Tuesday, September 10, 2013

Mahlzeit! Extracurriculars in the archives

A face I often make at 14th-century handwriting
It hardly seems possible that I've had barely over a week in the archives. I've learned how to pace myself to stay there (productively) the whole day, although learning how to regularly have productive evenings afterwards will take more work. I've also read what seems like a daunting quantity of fourteenth-century contracts, though these are contained in a slim bound volume. I've uncovered several unexpected themes that excite me (oral culture! legal process as ritual!) and several prospective tasks which are... less exciting. (Since no one's yet created a map or graphs to keep track of the smaller hospitals' territorial possessions, guess what I get to do?) As of today, I feel that I've also had a breakthrough in my social relationships with the other archive regulars. A word of explanation: as the testimony of other researchers makes clear, I have landed in an unusually friendly archive. The size of it contributes to this, I'm sure: there's only one table for all the researchers, and if there are three of us to a side, polite elbow- and-document-shifting is necessary. Greetings and farewells were nearly the only words (besides mild jokes about scribal handwriting around the table, and shared Mozart nerdery with a musicologist) I'd exchanged with most of my fellow-toilers. The affable Herr H. was an exception: in a shared Kaffeepause in the lobby, we discovered that we shared a passion for opera, and that I'm about the same age as his daughter. Since then he's taken to uttering small English phrases at me with extreme gravity at intervals, in addition to more genuinely casual German remarks. When he informed the Herr Professor who is his seat neighbor that I was working on Very Old Documents Indeed, the latter kindly offered to take a look at any bits of handwriting I might find especially difficult. But it was not until today that I discovered the shibboleth for more shared interactions.
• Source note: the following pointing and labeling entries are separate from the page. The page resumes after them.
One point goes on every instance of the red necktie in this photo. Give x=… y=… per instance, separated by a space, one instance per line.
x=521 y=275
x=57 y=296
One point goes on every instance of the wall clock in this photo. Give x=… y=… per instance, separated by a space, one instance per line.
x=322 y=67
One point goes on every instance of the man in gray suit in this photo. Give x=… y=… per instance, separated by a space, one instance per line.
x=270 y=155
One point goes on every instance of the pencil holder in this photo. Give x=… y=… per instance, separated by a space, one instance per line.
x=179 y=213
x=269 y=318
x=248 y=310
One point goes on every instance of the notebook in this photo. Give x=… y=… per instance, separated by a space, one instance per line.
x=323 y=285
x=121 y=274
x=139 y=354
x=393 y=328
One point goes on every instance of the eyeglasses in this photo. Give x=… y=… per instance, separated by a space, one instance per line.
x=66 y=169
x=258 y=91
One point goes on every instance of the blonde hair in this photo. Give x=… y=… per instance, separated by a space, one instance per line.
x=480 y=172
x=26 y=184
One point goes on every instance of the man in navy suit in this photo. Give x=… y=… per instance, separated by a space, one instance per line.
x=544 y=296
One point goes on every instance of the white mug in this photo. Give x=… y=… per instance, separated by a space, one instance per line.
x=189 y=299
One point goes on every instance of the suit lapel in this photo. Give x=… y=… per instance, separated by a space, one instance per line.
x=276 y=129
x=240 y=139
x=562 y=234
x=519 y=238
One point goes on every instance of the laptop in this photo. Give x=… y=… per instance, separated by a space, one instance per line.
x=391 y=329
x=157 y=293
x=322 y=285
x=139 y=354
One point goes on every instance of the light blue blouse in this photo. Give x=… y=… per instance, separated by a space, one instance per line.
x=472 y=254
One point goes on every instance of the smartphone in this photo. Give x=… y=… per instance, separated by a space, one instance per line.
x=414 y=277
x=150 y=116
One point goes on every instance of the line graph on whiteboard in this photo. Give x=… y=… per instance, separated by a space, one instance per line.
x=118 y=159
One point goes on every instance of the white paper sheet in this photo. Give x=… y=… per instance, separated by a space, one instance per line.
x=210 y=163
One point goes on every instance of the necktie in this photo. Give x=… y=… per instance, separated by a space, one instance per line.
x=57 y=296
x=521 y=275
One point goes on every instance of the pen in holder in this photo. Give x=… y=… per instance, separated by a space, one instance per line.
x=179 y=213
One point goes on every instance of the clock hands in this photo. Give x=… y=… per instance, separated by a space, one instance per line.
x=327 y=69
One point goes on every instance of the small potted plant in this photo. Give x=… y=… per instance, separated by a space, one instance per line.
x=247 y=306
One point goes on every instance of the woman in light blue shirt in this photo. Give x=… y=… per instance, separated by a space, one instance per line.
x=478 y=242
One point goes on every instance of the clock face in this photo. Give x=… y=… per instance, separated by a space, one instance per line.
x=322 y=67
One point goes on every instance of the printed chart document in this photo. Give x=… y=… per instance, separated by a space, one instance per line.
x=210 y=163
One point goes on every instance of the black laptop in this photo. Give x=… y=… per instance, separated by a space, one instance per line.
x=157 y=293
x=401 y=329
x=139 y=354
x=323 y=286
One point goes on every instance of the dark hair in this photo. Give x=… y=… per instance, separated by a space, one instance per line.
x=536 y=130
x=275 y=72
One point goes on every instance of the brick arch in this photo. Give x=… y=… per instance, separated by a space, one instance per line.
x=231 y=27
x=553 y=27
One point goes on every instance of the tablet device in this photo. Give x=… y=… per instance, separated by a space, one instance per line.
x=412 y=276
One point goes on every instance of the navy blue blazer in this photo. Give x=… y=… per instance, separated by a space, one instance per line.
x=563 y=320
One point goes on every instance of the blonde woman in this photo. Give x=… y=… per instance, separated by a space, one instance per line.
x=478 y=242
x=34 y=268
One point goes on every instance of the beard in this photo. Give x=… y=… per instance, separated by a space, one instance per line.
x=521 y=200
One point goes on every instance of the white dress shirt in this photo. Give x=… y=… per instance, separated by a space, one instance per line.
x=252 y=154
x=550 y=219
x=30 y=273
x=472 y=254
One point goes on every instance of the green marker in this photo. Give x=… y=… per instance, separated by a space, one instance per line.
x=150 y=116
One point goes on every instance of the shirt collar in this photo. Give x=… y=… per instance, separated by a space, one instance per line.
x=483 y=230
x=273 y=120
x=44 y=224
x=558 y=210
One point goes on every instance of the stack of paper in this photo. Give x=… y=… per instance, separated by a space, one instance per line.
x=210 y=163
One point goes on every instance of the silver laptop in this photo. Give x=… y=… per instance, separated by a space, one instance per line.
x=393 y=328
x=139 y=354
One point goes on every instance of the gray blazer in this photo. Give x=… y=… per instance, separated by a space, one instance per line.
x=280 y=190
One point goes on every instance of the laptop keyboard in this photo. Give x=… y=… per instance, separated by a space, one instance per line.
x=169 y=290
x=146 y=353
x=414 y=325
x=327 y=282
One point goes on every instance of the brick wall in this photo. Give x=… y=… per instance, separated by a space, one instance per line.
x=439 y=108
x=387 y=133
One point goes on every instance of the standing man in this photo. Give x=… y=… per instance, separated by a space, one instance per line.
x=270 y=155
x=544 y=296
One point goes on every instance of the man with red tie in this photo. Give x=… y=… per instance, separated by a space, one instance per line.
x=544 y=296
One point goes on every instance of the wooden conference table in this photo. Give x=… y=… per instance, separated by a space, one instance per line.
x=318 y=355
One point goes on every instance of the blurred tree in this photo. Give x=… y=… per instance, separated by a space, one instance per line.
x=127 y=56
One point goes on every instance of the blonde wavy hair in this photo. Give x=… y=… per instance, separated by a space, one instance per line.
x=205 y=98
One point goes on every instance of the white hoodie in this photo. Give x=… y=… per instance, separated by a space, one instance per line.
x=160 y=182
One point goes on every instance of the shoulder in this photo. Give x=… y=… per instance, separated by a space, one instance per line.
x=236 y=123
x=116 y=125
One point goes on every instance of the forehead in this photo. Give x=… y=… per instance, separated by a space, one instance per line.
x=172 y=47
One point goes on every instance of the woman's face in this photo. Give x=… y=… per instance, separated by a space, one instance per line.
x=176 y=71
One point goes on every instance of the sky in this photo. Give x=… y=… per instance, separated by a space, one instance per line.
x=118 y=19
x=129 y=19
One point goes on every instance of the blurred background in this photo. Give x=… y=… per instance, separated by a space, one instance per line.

Mahlzeit. Frankly, I didn't know this was still said in Germany. Sure, I'd encountered it in Katherine Mansfield's short stories, and in my father's tales of 1934 Berlin (long story,) but I thought the custom of greeting the people in a room before and after meals with it belonged exclusively to a vanished world. Not so. The most direct translation of Mahlzeit is "meal time!" but this fails to reflect that Mahl is a word no longer found much outside church (das Abendmahl = the Eucharist) and Wagner librettos. An approximation might be the English "repast." And once upon a time, it was customary to mark the beginning and ending of German meals with this polite greeting. Once upon a time... and in the Mainz archives. And in the German language, moral order and customary order (Sitten und Bräuche) often appear together. So today, as first to leave for lunch, I timidly said "Mahlzeit!" and received a gratifying chorus of "Mahlzeit!" from the table.  But it was when I returned that the real fun began. "Frau K.!" said Herr H. excitedly to the jovial lady who oversees us all from a broad desk, "Frau Barnhouse has learned how to say Mahlzeit! It conveys," he added to me, "such a feeling of collegiality." The Herr Professor nodded benevolently. "So," said Frau K., "now you're officially capable of getting around." When Frau K. left the room shortly thereafter on an official errand, Herr H. leaned conspiratorially over the table. "By the time she leaves here, Frau Barnhouse will also be fluent in Mainzer dialect, nicht wahr, Herr Professor?" The Herr Professor twinkled behind his spectacles. "You may have difficulty making a passing note this week," he informed me, shaking his head with mock gravity. "Today it has been so quiet--hardly any telephone calls!" We subsided into our respective projects after that, with only brief intermissions for remarks on the quirks of various centuries. ("Do they sign 'yours most obediently' or 'yours most subserviently?' " asked Herr H. about the Herr Professor's 18th-century letter-writers. " 'Yours most obediently subservient,' " answered the Herr Professor with a grimace. I'm feeling disproportionately pleased about having discovered such conversational potential as a result of a ceremonial greeting.